Before the session, MacPherson director and AVP Teaching and Learning Arshad Ahmad named Oakley the institute’s Santiago Ramón y Cajal Distinguished Scholar of Global Digital Learning.

It’s the sixth Distinguished Scholar title presented by the MacPherson Institute to recognize eminent pedagogical researchers from McMaster and beyond. As a Distinguished Scholar, Oakley will work on MOOC-related research with MacPherson’s student partners.

“I think the MOOC is a mirror that showcases how learning is evolving,” Ahmad said afterward. “Learners want offerings to be personalized, engaging, flexible, continuous and useful. As teaching becomes more public and more accessible, McMaster can strengthen its pedagogical leadership by designing and offering top quality, world-class MOOCs.”

Oakley, an Engineering Professor at Oakland University, is also the best-selling author of books such as A Mind For Numbers: How to Excel at Math and Science (Even If You Flunked Algebra).

She is collaborating with McMaster faculty members to create a Skills for Success specialization that will bundle her Learning How To Learn MOOC with four McMaster MOOCS. She will also advise on other MOOCs and hybrid and online courses.

Before her academic career, Oakley had served in the US military, where she earned an undergraduate degree in Slavic Languages and Literature.

Later, after deciding to see if she could retrain her brain for work in the STEM fields, she returned to university to work on her first degree in Engineering, a period during which she also served as a translator aboard on Russian fishing boats in the Bering Sea.

Oakley told the McMaster group that MOOCs thrust post-secondary teaching into a competitive arena, where high production values and creative storytelling spell the difference between success and failure.

“MOOC-making is a melding of academia, Silicon Valley and Hollywood,” she said.

Those who succeed can become academic “stars”, Oakley told the audience, noting that people who have taken her on-line courses often recognize her and approach her on the street, all over the world.

Leavening her presentation with self-deprecating humour, Oakley used her session to demystify MOOCs, serving up nut-and-bolts tips on how to make them as successful as possible.

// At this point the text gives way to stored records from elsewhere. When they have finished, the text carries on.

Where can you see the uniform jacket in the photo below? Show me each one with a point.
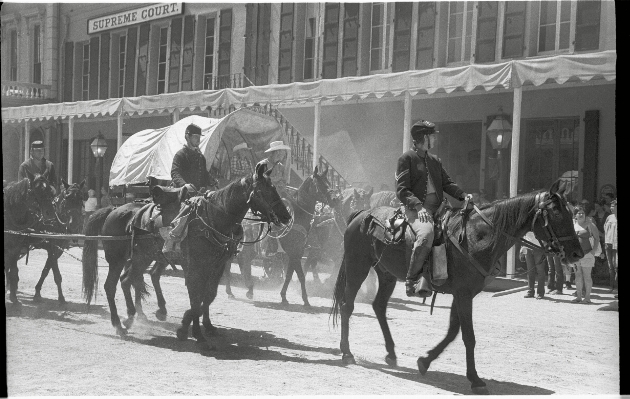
(32, 166)
(412, 178)
(189, 166)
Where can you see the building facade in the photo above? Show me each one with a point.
(347, 78)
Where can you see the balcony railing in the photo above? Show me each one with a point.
(302, 151)
(26, 90)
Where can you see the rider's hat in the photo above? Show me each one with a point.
(193, 129)
(422, 127)
(277, 145)
(37, 144)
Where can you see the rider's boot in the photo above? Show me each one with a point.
(418, 257)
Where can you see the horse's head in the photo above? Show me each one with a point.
(360, 199)
(553, 224)
(264, 198)
(42, 193)
(69, 205)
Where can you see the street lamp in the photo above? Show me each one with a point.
(500, 132)
(99, 146)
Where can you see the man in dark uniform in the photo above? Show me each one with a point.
(189, 164)
(37, 164)
(420, 185)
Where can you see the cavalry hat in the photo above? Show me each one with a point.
(421, 128)
(193, 129)
(37, 144)
(277, 145)
(241, 146)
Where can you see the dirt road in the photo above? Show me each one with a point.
(524, 346)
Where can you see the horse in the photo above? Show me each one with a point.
(213, 236)
(488, 234)
(68, 206)
(27, 204)
(314, 188)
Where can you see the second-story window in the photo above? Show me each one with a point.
(379, 41)
(486, 31)
(122, 56)
(285, 52)
(309, 49)
(162, 57)
(208, 68)
(85, 77)
(426, 35)
(37, 57)
(13, 56)
(514, 29)
(459, 31)
(555, 25)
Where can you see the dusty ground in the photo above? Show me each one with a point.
(524, 346)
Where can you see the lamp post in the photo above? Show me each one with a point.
(99, 146)
(500, 132)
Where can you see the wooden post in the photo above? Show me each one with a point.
(70, 148)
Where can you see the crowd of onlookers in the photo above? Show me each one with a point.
(596, 228)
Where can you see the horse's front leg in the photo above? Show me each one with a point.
(464, 310)
(453, 330)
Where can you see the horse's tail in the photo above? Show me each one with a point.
(353, 215)
(93, 227)
(339, 294)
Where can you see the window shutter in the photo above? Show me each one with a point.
(94, 53)
(143, 57)
(187, 56)
(67, 72)
(104, 82)
(130, 66)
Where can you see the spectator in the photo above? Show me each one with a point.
(535, 259)
(610, 232)
(105, 200)
(589, 239)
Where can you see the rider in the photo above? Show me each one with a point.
(37, 164)
(420, 183)
(188, 170)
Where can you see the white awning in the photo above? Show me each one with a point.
(555, 69)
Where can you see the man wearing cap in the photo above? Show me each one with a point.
(240, 165)
(189, 164)
(420, 185)
(37, 164)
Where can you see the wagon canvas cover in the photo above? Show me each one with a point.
(149, 153)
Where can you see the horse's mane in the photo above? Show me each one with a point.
(15, 192)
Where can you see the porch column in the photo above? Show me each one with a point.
(119, 131)
(70, 148)
(318, 110)
(407, 122)
(27, 139)
(514, 156)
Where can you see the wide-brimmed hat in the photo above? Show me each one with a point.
(277, 145)
(241, 146)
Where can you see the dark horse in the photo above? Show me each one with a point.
(68, 206)
(314, 188)
(27, 204)
(546, 213)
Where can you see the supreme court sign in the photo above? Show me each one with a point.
(136, 16)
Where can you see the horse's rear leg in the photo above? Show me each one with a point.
(386, 285)
(156, 272)
(453, 330)
(464, 310)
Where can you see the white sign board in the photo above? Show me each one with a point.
(131, 17)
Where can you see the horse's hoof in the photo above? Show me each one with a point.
(348, 359)
(422, 367)
(160, 314)
(390, 360)
(483, 390)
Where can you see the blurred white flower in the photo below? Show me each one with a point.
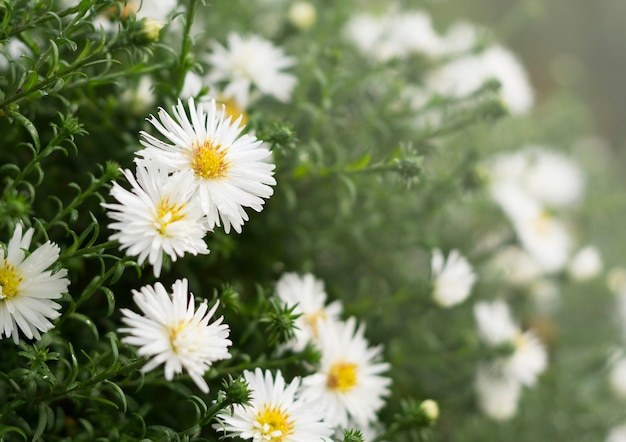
(515, 265)
(393, 35)
(348, 384)
(157, 216)
(230, 170)
(172, 332)
(546, 238)
(308, 295)
(27, 288)
(453, 278)
(249, 62)
(275, 413)
(498, 396)
(617, 434)
(617, 377)
(496, 327)
(585, 264)
(466, 74)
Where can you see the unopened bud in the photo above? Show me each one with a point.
(302, 15)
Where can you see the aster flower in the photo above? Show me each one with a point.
(274, 413)
(453, 278)
(308, 295)
(157, 216)
(172, 332)
(348, 385)
(498, 396)
(249, 62)
(496, 327)
(230, 170)
(27, 288)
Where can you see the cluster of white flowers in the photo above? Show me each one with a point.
(396, 35)
(345, 391)
(536, 188)
(206, 177)
(499, 382)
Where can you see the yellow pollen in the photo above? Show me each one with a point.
(233, 110)
(174, 331)
(208, 160)
(274, 424)
(342, 376)
(168, 213)
(10, 280)
(312, 318)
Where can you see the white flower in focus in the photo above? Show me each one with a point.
(275, 413)
(308, 295)
(498, 396)
(496, 327)
(585, 264)
(230, 169)
(467, 74)
(617, 434)
(172, 332)
(453, 278)
(157, 216)
(348, 385)
(617, 377)
(251, 61)
(27, 288)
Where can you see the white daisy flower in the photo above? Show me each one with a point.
(453, 278)
(466, 74)
(172, 332)
(249, 62)
(274, 414)
(231, 170)
(348, 385)
(496, 327)
(157, 216)
(308, 295)
(498, 396)
(27, 288)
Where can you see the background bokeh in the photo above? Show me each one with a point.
(564, 44)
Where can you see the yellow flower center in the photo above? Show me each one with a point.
(208, 160)
(233, 110)
(342, 376)
(174, 330)
(168, 213)
(274, 424)
(312, 318)
(10, 280)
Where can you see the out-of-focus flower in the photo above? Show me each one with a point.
(27, 288)
(498, 396)
(308, 295)
(528, 358)
(453, 278)
(585, 264)
(466, 74)
(274, 413)
(172, 332)
(251, 62)
(230, 170)
(348, 384)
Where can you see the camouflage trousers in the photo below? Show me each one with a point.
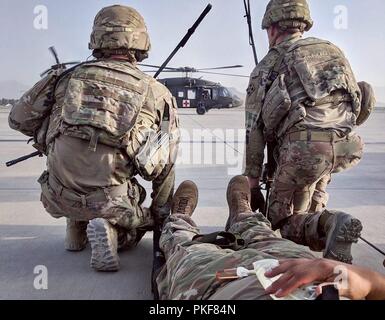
(304, 171)
(190, 269)
(122, 206)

They included:

  • recognizing that your role as a MOOC instructor is not to show off how much you know, but to make complex ideas simple, clear and memorable.
  • making your course so compelling that students stay engaged.
  • using a prepared script. While some are comfortable speaking extemporaneously, and some like to use point-form notes, she strongly favours a finished script, to avoid wandering and repetition.
  • finding good visuals and using them creatively. Oakley shoots in front of a simple green screen in her basement, and adds in full-scale backgrounds in the same a TV weather forecaster uses maps.
  • editing vigorously to be sure that everything in your course is polished and direct.